Choosing the Right Tool

  • Interactive BOM for assembly: If your primary need is assisting with manual PCB assembly — finding component locations, verifying orientations, checking values — InteractiveHtmlBom is the tool. Its search-and-highlight workflow is purpose-built for hand-soldering sessions.

  • Web-based review for collaboration: If you need remote team members to review board layouts without installing EDA software, KiCanvas provides the smoothest experience. Drop a file and review instantly.

  • Documentation artwork: If you’re writing datasheets, READMEs, or blog posts about your hardware project, PcbDraw generates the polished board images that make documentation look professional.

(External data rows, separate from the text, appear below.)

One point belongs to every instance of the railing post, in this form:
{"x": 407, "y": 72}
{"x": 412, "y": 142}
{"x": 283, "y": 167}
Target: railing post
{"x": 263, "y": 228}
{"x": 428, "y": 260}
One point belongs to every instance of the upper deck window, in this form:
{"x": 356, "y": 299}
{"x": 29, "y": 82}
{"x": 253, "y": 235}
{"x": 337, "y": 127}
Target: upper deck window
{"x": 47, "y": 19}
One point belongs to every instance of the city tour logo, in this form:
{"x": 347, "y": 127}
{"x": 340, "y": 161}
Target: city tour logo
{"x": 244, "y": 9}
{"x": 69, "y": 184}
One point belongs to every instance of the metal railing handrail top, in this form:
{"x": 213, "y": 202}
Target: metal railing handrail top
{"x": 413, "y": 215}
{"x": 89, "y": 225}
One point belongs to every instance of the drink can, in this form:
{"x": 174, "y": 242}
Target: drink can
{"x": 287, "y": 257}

Use it alongside IBOM for a complete documentation package.

The three tools are complementary, not competitive. A well-documented open-source hardware project typically uses all three: IBOM for assembly instructions, KiCanvas for interactive web review, and PcbDraw for static documentation artwork.

FAQ

Can I use these tools with EDA software other than KiCad?

InteractiveHtmlBom supports the widest range of input formats: KiCad, Eagle, EasyEDA, Fusion360, and Allegro. KiCanvas and PcbDraw are KiCad-only. If your team uses Eagle or Fusion360, IBOM is your primary option for interactive documentation.

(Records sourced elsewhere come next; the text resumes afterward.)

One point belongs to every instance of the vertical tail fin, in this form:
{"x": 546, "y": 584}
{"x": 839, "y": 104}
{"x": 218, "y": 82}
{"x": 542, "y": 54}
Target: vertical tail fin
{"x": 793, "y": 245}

Do I need a GPU to run KiCanvas on my server?

No. KiCanvas uses WebGL in the client’s browser, not on the server. The server only needs to serve static files. Rendering happens on the viewer’s device, so any basic web server (Raspberry Pi, VPS, NAS) can host it.

How do I keep the generated documentation in sync with design changes?

Set up a CI/CD pipeline triggered on git pushes to your hardware repository. GitHub Actions, GitLab CI, or a simple pre-commit hook can automatically regenerate IBOM files, PcbDraw images, and KiCanvas builds whenever your .kicad_pcb file changes. The Makefile example above can be incorporated into any CI system.

What about proprietary PCB designs — can I restrict access?

Yes. Since all three tools generate static assets served by a standard web server, you can put them behind authentication using HTTP basic auth, OAuth2 proxy, or a VPN. For internal teams, simply host the documentation site on your corporate intranet with standard access controls.

How large can a PCB design be before these tools struggle?

InteractiveHtmlBom handles boards with thousands of components well, though very large designs (10,000+ pads) may cause slower initial rendering. KiCanvas loads board files progressively and handles multi-layer high-density designs efficiently. PcbDraw’s rendering time scales linearly with component count — boards with 500+ components may take 10-20 seconds to render at high DPI.